Customers first upload audio data to the AssemblyAI API or submit a reference to that data using cloud object storage services like Amazon Simple Storage Service (Amazon S3). Gotthold explains, “After a customer submits their data to our API, we download it, transcode it, and actually store it in Amazon S3. From there, we can send it to a variety of different models depending on the customer’s use case, including things like speaker labeling and sentiment analysis.”

Once a customer request is validated and the required feature types are recorded, the process is passed to AssemblyAI’s Orchestrator, which Gotthold calls the “brain of the operation.” The Orchestrator decides which models to invoke and in what order through an inference pipeline. This pipeline consists of several AWS services, including: Amazon Simple Queue Service (Amazon SQS), Amazon Elastic Container Service (Amazon ECS), and Amazon S3.

The orchestrator sends messages to Amazon SQS, a fully managed message queuing service for microservices, distributed systems, and serverless applications. This then drives the ML models running on Amazon ECS, a container orchestration that enables AssemblyAI to efficiently deploy, manage, and scale its models.

“We have dozens of models in use. We’re constantly iterating on them, deploying new versions and new models,” says Gotthold. Within Amazon ECS, AssemblyAI’s ML models are automatically scaled up and down based on customer demand.

Optimize resource utilization and control costs

AssemblyAI also uses Amazon CloudWatch to monitor and respond to performance changes and optimize resource usage. Gotthold explains, “Requests are constantly coming in, millions a day, and we record them in CloudWatch. Using the decision engine in our orchestrator, we know which models are needed and in what order they are called. So using signals like queue depth and other custom metrics, we can provision just the right number of model workers. Popular models scale up and down faster than less popular ones.”

“A good example of this would be a customer requesting speaker identification, i.e. who is speaking and when. We know that this happens after the audio is converted to text, so we can scale this service in advance so that the capacity is there exactly when we need it.” In addition to efficiency, optimizing resource usage also brings savings. “In general, it is quite expensive to run these models on GPUs, so we place a lot of emphasis on good scaling to keep costs under control,” says Gotthold.

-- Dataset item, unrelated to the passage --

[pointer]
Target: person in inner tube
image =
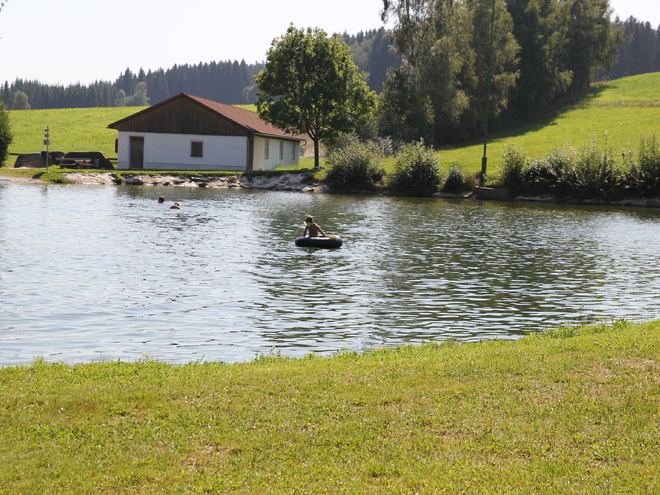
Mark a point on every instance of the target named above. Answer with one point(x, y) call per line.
point(311, 228)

After the request is completed for the customer, a notification is sent via Amazon Simple Notification Service (Amazon SNS) to AWS Lambda, a serverless event-driven compute service that notifies the customer when their transcription is ready.

Data security and responsible handling are a priority

AssemblyAI works with a global customer base and must adhere to strict compliance and data security standards. “There are a lot of non-functional requirements – compliance and things like that. We are SOC 2 Type 2 certified and place a lot of emphasis on following best practices for data storage,” says Gotthold.

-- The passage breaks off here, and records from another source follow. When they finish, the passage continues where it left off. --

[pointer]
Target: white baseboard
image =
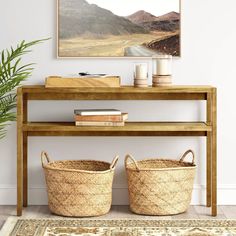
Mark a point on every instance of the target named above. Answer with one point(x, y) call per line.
point(38, 195)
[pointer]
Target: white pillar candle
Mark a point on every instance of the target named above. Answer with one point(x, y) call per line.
point(141, 71)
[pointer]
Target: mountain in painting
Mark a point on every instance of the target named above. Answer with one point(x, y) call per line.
point(167, 22)
point(79, 18)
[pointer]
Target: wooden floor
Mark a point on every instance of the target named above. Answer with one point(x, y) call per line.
point(119, 212)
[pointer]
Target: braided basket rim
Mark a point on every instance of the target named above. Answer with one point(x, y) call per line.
point(189, 165)
point(49, 167)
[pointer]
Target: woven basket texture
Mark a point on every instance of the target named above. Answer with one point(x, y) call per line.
point(160, 186)
point(79, 188)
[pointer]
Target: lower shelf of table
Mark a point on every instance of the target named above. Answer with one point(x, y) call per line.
point(130, 129)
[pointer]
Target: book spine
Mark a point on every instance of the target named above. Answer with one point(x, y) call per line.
point(93, 123)
point(99, 118)
point(105, 113)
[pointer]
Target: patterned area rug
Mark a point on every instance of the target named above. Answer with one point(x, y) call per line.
point(65, 227)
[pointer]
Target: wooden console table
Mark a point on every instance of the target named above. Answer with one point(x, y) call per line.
point(208, 128)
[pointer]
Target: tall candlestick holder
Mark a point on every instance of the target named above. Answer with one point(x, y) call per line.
point(162, 71)
point(141, 75)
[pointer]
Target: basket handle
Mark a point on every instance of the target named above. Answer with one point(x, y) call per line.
point(114, 162)
point(186, 153)
point(44, 156)
point(127, 157)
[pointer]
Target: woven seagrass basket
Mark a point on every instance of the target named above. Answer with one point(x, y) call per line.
point(160, 186)
point(80, 187)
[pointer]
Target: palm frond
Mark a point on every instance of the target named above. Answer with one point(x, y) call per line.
point(12, 74)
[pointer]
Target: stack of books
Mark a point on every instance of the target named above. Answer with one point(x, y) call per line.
point(100, 117)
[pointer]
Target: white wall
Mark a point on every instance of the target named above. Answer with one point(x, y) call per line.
point(208, 57)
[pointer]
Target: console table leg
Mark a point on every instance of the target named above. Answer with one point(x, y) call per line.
point(208, 174)
point(25, 170)
point(19, 151)
point(214, 155)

AWS is designed to be the most secure global cloud infrastructure on which to build, migrate, and manage applications and workloads. AWS services like Amazon ECS and Amazon S3 enable users to securely manage data, detect potentially suspicious behavior, and mitigate risk. As Gotthold explains, “We have strict lifecycle policies in Amazon S3, so we only keep the data as long as it is useful to our orchestrator and ML pipeline.”

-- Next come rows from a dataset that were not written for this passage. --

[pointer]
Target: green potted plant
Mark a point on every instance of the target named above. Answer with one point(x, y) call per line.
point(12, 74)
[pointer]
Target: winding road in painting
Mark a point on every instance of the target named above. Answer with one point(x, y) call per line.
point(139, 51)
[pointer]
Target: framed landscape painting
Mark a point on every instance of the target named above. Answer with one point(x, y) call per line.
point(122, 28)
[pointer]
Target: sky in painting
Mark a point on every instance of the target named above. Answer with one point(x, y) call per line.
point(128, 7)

Enabling audio data innovation

AssemblyAI continues to innovate on behalf of its customers and support them with new ML models. The company released LeMUR, a framework for applying large language models (LLMs) to speech data, in 2023. With just a few lines of code, LeMUR enables customers to create custom summaries for multiple audio files at once, ask questions of their data with natural language prompts, summarize action points from meeting recordings, and more.

By building its architecture on AWS, AssemblyAI can continue to develop innovative solutions like LeMUR and discover new ways to turn audio data into insights, while knowing it has the scalability, ease of deployment, and security features to effectively manage demand and provide exceptional service to its customers.